How about Udi Manber, Google's VP of Engineering, noting that:

20 to 25% of the queries we see today, we have never seen before

Or Google themselves explaining that:

so-called "long tail advertisers" make up half our revenue.

Or Dustin Woodard's investigation into the distribution of search query demand:

It turns out that, at least in this particular three-month data set, the top 100 terms accounted for just 5.7 percent of all search traffic.  Expand to the top 500, 1000, and 10000 terms, and just 8.9 percent, 10.6 percent, and 18.5 percent of all search traffic is involved, respectively.

Steve Ballmer
"Top 100 Search Terms by Percentage of All Search Traffic" (Source: Hitwise) This means if you had a monopoly over the top 1,000 search terms across all search engines (which is impossible), you'd still be missing out on 89.4% of all search traffic.  There's so much traffic in the tail it is hard to even comprehend.  To illustrate, if search were represented by a tiny lizard with a one-inch head, the tail of that lizard would stretch for 221 miles.

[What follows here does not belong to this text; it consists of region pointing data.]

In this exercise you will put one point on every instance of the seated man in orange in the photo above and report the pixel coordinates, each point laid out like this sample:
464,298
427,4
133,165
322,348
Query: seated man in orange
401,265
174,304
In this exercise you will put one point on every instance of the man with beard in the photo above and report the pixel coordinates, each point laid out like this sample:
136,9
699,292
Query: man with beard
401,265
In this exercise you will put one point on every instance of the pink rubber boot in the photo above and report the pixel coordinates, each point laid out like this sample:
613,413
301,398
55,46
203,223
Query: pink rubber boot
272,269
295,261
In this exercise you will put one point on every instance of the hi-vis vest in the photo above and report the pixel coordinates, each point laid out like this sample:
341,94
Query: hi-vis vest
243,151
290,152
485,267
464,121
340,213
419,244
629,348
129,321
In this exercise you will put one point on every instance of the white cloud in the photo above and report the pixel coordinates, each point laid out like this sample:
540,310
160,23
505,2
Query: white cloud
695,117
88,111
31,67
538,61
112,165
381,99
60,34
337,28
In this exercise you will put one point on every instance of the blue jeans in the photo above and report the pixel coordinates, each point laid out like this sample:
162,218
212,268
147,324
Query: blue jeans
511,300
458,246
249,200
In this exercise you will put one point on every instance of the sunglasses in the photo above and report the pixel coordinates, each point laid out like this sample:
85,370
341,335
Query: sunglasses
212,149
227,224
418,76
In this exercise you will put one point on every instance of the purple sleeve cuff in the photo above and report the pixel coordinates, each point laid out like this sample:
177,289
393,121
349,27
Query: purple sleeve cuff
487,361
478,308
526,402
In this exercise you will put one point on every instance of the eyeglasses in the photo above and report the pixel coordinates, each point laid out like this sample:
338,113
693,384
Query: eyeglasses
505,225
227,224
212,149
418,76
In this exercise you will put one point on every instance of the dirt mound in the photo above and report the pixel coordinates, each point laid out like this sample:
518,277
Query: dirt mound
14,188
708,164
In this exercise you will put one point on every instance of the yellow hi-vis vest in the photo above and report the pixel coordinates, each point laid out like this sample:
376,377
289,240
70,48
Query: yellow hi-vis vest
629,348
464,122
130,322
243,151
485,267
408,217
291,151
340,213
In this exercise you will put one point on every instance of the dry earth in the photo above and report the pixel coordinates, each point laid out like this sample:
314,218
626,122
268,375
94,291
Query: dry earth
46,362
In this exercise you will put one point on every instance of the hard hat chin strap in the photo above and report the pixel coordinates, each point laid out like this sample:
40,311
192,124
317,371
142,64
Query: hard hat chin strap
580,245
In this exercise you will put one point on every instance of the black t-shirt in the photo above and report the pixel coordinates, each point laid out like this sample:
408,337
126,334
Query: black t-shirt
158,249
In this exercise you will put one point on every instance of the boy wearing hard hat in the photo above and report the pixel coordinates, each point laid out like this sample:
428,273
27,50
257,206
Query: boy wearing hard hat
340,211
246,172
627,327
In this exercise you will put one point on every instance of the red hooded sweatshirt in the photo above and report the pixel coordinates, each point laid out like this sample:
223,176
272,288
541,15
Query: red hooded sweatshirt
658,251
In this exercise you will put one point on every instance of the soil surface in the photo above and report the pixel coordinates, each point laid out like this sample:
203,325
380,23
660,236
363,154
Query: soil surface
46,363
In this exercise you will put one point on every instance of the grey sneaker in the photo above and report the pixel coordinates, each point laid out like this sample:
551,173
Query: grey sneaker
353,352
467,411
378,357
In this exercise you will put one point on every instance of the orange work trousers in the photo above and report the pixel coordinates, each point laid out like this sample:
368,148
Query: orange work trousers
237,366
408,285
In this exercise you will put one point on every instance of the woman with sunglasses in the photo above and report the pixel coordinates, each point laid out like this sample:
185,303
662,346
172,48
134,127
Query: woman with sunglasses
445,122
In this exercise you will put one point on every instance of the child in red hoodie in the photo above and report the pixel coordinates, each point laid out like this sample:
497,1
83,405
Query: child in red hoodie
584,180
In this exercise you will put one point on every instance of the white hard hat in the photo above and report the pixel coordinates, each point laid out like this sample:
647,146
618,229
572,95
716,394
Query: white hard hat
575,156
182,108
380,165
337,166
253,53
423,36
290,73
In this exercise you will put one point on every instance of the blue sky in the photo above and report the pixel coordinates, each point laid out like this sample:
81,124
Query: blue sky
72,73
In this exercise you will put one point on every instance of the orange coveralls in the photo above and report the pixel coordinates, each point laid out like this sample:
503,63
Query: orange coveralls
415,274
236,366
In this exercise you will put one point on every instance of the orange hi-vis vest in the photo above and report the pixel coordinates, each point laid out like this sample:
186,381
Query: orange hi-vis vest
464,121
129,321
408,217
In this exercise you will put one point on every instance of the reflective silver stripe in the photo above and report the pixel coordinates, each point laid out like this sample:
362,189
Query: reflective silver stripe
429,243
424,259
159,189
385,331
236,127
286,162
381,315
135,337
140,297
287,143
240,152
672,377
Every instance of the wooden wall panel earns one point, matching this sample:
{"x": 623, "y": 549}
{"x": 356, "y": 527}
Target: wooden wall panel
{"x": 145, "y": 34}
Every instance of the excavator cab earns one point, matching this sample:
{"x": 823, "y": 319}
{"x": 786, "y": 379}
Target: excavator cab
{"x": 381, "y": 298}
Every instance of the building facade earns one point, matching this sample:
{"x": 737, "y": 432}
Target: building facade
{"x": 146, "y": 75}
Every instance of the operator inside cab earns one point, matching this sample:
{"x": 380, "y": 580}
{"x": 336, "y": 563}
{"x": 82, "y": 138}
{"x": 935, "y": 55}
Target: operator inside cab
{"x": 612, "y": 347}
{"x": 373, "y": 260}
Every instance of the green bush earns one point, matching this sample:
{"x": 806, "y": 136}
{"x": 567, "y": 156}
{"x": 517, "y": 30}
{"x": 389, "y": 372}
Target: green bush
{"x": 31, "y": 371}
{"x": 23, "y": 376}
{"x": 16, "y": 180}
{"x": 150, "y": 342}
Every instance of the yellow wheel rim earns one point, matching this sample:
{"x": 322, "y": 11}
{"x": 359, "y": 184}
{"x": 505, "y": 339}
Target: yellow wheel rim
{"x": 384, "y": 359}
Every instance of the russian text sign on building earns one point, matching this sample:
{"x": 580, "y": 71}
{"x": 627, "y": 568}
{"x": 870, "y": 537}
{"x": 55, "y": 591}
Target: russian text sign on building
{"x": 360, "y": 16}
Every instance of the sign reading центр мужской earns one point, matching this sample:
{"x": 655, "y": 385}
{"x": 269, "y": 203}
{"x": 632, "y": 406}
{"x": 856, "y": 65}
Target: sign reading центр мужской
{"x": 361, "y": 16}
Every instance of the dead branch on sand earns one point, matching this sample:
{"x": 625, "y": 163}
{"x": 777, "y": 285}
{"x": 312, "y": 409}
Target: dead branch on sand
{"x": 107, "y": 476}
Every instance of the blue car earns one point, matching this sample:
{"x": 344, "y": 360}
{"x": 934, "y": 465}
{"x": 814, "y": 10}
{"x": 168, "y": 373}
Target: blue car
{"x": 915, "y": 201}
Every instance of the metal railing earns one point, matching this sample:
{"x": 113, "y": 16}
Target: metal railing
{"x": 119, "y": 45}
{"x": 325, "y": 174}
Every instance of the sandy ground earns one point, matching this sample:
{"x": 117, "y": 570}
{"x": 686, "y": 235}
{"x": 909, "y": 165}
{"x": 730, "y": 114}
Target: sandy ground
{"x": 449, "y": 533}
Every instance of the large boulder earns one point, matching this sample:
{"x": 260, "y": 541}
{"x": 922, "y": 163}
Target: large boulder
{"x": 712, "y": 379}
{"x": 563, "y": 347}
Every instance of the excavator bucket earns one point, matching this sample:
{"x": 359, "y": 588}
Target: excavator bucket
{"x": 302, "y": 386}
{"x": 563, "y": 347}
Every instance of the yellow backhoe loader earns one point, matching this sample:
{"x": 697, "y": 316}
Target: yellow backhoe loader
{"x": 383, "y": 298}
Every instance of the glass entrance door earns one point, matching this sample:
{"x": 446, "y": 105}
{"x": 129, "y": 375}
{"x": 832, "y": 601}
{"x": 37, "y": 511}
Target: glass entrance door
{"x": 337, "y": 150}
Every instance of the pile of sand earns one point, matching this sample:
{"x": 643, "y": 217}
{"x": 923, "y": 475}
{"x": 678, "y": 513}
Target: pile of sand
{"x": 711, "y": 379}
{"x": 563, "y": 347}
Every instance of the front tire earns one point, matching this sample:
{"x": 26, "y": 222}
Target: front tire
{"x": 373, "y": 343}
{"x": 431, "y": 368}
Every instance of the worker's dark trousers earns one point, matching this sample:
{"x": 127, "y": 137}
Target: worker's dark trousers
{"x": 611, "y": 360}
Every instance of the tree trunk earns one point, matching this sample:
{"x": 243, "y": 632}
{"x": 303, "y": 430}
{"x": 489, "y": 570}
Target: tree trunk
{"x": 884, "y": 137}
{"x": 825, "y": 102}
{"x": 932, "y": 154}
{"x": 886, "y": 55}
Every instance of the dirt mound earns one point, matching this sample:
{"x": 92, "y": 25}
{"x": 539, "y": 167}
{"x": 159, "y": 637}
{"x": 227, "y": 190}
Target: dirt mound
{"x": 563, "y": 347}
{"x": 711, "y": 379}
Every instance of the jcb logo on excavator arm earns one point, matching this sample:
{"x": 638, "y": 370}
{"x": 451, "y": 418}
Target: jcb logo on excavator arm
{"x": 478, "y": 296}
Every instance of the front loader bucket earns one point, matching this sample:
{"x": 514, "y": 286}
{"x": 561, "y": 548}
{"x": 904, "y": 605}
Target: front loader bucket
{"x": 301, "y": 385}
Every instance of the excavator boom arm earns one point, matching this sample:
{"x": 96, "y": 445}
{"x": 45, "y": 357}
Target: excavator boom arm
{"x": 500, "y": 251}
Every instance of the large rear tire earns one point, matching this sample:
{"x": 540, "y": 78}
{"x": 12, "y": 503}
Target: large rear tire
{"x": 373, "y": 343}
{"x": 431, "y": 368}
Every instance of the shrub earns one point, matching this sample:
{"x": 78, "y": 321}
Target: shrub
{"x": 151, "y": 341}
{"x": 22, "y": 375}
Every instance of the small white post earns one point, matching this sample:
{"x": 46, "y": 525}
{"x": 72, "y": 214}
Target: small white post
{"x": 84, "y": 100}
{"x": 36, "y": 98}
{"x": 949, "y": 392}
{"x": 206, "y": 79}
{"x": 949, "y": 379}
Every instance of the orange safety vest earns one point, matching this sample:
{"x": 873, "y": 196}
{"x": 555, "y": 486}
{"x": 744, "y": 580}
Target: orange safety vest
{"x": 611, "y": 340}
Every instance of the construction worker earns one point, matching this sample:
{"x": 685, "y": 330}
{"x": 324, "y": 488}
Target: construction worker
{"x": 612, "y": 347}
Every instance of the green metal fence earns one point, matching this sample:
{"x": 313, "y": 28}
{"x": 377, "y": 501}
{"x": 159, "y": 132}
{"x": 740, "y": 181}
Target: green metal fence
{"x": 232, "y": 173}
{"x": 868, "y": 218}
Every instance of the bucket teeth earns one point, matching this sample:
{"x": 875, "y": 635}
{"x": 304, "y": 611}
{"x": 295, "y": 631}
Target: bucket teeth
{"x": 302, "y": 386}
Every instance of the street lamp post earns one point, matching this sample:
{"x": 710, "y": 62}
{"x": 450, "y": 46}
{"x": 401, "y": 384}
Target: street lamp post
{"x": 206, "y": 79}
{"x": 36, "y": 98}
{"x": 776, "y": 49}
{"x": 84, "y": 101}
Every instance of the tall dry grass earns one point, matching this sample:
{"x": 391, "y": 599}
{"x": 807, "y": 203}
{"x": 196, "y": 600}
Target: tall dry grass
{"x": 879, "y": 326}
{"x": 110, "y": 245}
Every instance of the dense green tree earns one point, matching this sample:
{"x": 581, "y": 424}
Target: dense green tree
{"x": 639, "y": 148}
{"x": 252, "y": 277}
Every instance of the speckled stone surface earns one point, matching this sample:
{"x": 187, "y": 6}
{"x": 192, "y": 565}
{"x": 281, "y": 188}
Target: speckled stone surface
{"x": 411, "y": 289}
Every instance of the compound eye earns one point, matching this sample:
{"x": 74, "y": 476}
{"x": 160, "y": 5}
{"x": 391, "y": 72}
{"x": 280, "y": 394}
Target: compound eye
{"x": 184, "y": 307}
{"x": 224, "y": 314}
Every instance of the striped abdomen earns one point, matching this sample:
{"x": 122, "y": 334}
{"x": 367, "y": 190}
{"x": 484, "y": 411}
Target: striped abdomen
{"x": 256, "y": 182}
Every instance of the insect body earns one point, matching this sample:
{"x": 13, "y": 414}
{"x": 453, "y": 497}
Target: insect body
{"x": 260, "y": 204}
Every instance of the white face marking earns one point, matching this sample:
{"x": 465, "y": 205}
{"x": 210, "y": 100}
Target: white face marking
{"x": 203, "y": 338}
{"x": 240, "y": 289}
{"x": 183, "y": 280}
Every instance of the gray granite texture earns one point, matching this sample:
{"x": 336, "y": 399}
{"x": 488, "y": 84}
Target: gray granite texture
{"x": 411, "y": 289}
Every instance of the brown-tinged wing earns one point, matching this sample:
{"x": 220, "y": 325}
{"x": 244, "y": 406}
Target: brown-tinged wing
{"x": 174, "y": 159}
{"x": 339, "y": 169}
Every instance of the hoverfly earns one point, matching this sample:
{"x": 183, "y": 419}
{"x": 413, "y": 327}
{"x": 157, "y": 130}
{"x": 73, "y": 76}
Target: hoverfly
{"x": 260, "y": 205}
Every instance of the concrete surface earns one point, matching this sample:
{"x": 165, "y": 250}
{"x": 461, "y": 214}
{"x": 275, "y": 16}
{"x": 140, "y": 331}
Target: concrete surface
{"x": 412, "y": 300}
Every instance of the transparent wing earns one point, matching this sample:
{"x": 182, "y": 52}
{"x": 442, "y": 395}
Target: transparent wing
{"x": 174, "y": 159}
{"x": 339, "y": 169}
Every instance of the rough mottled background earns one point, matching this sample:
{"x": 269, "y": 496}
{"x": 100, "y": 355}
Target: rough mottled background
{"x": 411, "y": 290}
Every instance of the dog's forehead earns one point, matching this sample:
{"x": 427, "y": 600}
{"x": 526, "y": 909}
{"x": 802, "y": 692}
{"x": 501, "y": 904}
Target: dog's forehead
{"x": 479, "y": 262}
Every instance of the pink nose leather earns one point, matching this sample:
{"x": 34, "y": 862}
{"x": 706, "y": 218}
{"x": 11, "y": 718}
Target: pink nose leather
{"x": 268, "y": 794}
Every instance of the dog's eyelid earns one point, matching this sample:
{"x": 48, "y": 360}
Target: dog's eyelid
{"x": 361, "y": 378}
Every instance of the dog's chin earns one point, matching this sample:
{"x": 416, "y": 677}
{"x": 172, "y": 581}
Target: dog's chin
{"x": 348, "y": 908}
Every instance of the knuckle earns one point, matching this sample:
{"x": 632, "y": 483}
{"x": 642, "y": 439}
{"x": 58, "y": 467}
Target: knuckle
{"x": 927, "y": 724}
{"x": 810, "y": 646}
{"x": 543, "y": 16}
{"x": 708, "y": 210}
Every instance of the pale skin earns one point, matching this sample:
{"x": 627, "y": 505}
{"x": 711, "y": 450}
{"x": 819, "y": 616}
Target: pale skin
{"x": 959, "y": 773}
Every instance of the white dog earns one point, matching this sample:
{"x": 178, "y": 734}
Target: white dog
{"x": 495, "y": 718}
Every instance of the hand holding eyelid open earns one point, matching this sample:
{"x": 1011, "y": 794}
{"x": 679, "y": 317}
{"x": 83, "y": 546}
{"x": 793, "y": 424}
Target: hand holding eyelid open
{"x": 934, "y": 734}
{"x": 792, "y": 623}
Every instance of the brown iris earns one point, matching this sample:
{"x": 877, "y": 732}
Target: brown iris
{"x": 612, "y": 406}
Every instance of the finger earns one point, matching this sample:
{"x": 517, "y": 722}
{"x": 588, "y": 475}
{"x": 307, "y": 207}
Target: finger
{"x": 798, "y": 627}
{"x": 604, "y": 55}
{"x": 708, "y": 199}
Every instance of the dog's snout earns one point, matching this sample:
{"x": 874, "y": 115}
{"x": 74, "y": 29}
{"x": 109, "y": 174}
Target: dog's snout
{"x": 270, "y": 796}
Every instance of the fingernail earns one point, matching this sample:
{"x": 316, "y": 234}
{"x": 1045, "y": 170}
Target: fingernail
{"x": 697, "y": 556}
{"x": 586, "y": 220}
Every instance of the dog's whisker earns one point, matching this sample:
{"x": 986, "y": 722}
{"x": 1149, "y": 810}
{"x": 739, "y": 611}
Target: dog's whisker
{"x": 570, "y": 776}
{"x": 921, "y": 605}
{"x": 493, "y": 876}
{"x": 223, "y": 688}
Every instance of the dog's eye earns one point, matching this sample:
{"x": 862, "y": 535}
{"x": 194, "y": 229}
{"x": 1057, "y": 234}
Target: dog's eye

At SEOmoz, nearly every large client we work for has exactly the same type of traffic graph - I've even shown off SEOmoz.org's own via Enquisite. The long tail is regularly producing 50-75%+ of the search traffic to large sites. Don't be fooled by news that the "Long Tail" might not exist - it's just that it might not be as big or as valuable, particularly in "pop culture" niches like movies & music.

What do you think? Is the long tail dead? Are long tail queries driving the majority of your sites' traffic? What about value - are long tail queries impossible to convert or equally valuable?